Campaigns as insurgency

Insurgency is a part of day to day life, it's a topic regularly in the media and one which most people are familiar with to some extent. Mao codified the operations of an insurgency, broadly laying out a model which had multiple phases:
  1. Organisation and initial disruption of opposition
  2. Rising arc of terrorist attacks, aimed at pushing opposition forces out of place and disengaging them from the population
  3. Open mobile warfare and uprising 
Counter insurgents seek to prevent this steady progression by remaining (or establishing) strong links to the population, in order to deny the insurgent their support and assistance. Usually this is done by providing a positive relationship, although many have tried to establish a counter insurgency strategy based on the use of force, usually to limited success.

One of the areas where campaigning links most strongly to military doctrine is in the insurgency/counter insurgency relationship. In politics, leading up to an election there is a similar tempo of operations:
  1. Organisation and ongoing attempts to establish a narrative against the Government. Directly post election, until the next phase begins
  2. "Ramping up" long term pre election, operations have a steadily rising tempo and impact. Usually 1-2 years before beginning of formal election campaigning
  3. The election, with open conflict between the various "sides" during the formal campaigning period
Obviously these are very broad definitions, as they are in Mao's codification, but structurally they are very similar.

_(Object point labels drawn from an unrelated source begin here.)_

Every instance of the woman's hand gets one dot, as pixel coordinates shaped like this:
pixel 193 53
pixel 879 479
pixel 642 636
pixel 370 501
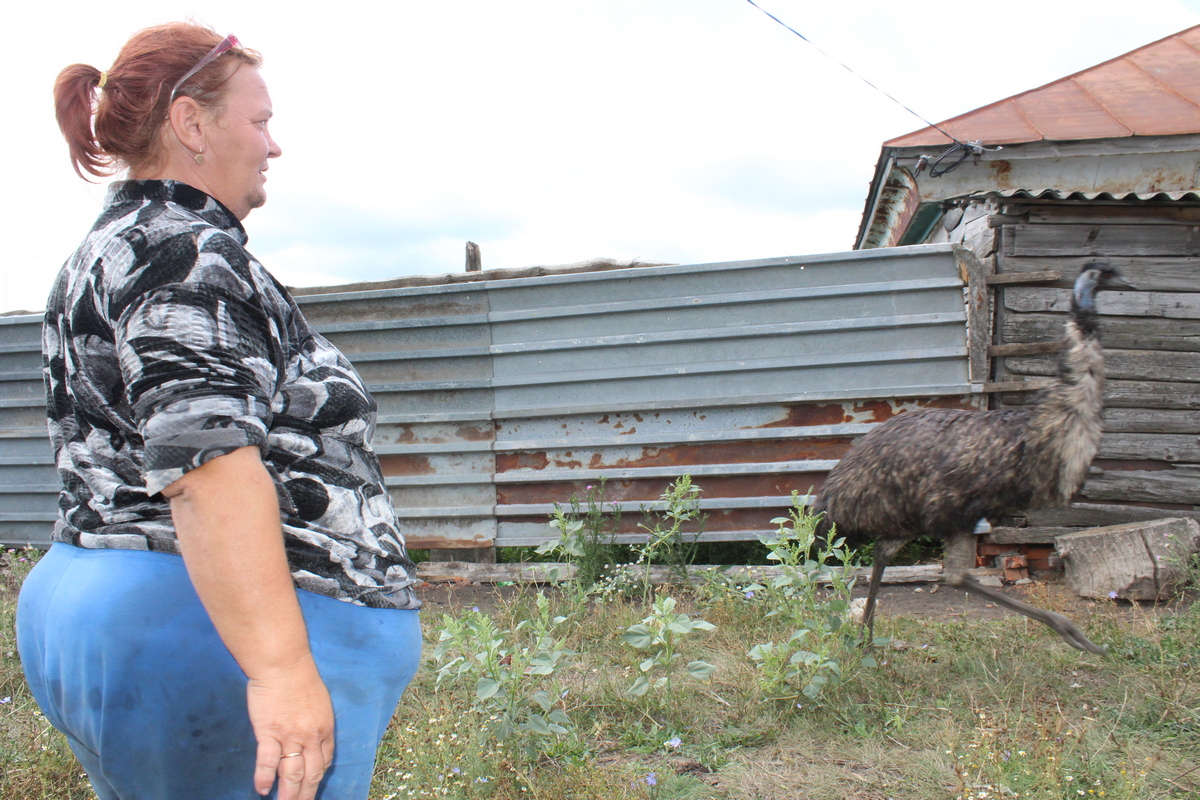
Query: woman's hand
pixel 227 517
pixel 293 721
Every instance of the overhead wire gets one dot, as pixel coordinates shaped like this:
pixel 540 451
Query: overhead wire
pixel 966 148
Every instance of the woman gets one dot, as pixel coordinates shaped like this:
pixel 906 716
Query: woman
pixel 195 413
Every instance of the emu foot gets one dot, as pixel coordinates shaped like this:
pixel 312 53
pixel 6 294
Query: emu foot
pixel 1072 635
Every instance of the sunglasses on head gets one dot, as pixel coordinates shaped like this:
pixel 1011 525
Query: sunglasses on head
pixel 226 44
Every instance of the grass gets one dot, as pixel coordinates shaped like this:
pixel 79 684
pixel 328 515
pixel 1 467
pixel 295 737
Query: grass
pixel 975 709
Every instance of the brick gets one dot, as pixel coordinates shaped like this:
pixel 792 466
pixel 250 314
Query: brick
pixel 1013 576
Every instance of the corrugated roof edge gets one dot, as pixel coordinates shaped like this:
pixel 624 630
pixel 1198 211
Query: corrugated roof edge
pixel 1091 197
pixel 594 265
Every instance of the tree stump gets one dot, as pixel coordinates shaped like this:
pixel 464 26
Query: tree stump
pixel 1140 560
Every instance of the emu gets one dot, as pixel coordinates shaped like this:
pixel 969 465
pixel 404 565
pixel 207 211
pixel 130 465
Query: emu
pixel 937 471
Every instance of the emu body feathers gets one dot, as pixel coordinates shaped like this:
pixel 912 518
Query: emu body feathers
pixel 937 471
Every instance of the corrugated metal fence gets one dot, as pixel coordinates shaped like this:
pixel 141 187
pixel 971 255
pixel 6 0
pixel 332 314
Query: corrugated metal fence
pixel 499 397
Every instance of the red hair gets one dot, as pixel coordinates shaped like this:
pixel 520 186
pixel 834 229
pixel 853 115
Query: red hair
pixel 133 102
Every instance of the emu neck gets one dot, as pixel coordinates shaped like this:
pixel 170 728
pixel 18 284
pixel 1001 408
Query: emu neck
pixel 1063 432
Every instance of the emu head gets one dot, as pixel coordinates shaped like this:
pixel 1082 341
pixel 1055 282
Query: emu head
pixel 1095 277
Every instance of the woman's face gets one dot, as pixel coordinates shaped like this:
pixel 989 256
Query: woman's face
pixel 239 145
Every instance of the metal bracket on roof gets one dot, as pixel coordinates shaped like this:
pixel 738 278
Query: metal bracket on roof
pixel 966 150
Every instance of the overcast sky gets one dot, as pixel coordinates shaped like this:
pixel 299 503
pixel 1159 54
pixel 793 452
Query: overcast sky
pixel 553 131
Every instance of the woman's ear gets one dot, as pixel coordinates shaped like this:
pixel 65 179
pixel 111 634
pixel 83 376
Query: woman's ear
pixel 186 119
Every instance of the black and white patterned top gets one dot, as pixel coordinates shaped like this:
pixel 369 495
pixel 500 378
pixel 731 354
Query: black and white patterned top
pixel 167 344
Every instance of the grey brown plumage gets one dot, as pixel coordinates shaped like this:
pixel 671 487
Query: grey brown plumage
pixel 937 471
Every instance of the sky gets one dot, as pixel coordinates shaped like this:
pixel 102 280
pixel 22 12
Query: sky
pixel 552 131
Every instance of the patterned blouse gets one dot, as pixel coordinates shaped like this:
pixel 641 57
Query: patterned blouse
pixel 167 344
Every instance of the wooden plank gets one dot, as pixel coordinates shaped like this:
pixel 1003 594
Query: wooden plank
pixel 1101 239
pixel 979 312
pixel 551 572
pixel 1149 274
pixel 1031 386
pixel 1027 535
pixel 1168 395
pixel 1116 332
pixel 1165 486
pixel 1122 365
pixel 1108 214
pixel 1167 305
pixel 1151 420
pixel 1024 348
pixel 1015 278
pixel 1171 447
pixel 1095 515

Usually the Government is in the position of the counter insurgent, seeking to maintain strong links to the population, or to rebuild those links if they have declined between elections. The insurgent exists in the form of opposition parties, who can be either cooperative or uncooperative with each other. It's unusual for outright cooperation to exist during the final phase between the election, however it does often happen in the initial phases of organisation and the ramping up phase.

I'll try and build out some more thoughts on this model over the coming weeks, although I'm also in the midst of preparing for Boyd and Beyond, which will take up a fair bit of my time.